The premise for this book is great, I just wish it would have taken it a bit further. The cowboy narrator talks about how T.B. Wiggly can be found in your mouth hiding out--so quite literally. I wish that it would have been a straight western and the child reading the book could make the parallels between the story and real life. The illustrations are fun and overall I would recommend the book.

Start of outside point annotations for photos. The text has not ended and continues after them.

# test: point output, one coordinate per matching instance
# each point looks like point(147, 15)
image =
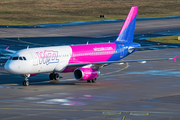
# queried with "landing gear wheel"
point(93, 80)
point(25, 83)
point(56, 76)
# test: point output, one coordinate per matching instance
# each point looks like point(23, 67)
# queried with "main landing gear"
point(54, 76)
point(93, 80)
point(26, 82)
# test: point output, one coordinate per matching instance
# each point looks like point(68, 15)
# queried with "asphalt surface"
point(130, 91)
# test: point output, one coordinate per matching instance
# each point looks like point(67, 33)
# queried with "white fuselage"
point(39, 60)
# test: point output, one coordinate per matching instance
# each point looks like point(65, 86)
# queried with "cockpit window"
point(10, 58)
point(15, 58)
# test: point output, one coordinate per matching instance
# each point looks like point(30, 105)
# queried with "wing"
point(97, 65)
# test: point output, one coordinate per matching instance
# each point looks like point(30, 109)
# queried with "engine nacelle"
point(86, 73)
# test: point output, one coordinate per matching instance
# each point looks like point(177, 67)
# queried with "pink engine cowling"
point(86, 73)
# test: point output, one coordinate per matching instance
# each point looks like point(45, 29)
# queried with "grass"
point(166, 39)
point(26, 12)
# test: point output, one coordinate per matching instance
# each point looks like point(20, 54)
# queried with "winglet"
point(175, 58)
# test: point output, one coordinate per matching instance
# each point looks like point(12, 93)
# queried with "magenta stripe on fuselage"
point(90, 53)
point(130, 17)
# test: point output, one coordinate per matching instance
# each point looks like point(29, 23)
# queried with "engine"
point(86, 73)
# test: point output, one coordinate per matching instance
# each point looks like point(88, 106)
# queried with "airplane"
point(84, 60)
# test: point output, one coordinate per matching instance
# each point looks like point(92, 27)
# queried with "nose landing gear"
point(26, 82)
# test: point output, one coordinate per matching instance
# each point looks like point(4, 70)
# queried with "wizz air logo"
point(47, 57)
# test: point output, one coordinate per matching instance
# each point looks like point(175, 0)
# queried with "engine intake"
point(86, 73)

 Use Your Imagination (But Be Careful What You Wish For)
by Nicola O'Byrne 

Overall, I enjoyed this book. The illustrations are fun, and I liked the twist ending. I thought it was a good take on the big bad wolf idea. And I liked the nod to Red Riding Hood without that character actually being in the story.

by Antoinette Portis

I have been trying to get a hold of a copy of this book for awhile, and it did not disappoint. I love the simplicity of it. The illustrations are beautiful and the story is beautiful. After reading, my daughter and I talked about enjoying the small quiet moments and how they are important. It also led us to talk about being grateful for everything--not just the large things in life.

 Dinosaur Pirates!
by Penny Dale

Pirates and dinosaurs. What's not to like. The illustrations were detailed, especially on the ships. I loved the repetition in the verses. I also liked that it was 100% dinosaurs--no humans or other creatures. Sometimes it seems that it's always dinos vs. something else, so that was a nice change.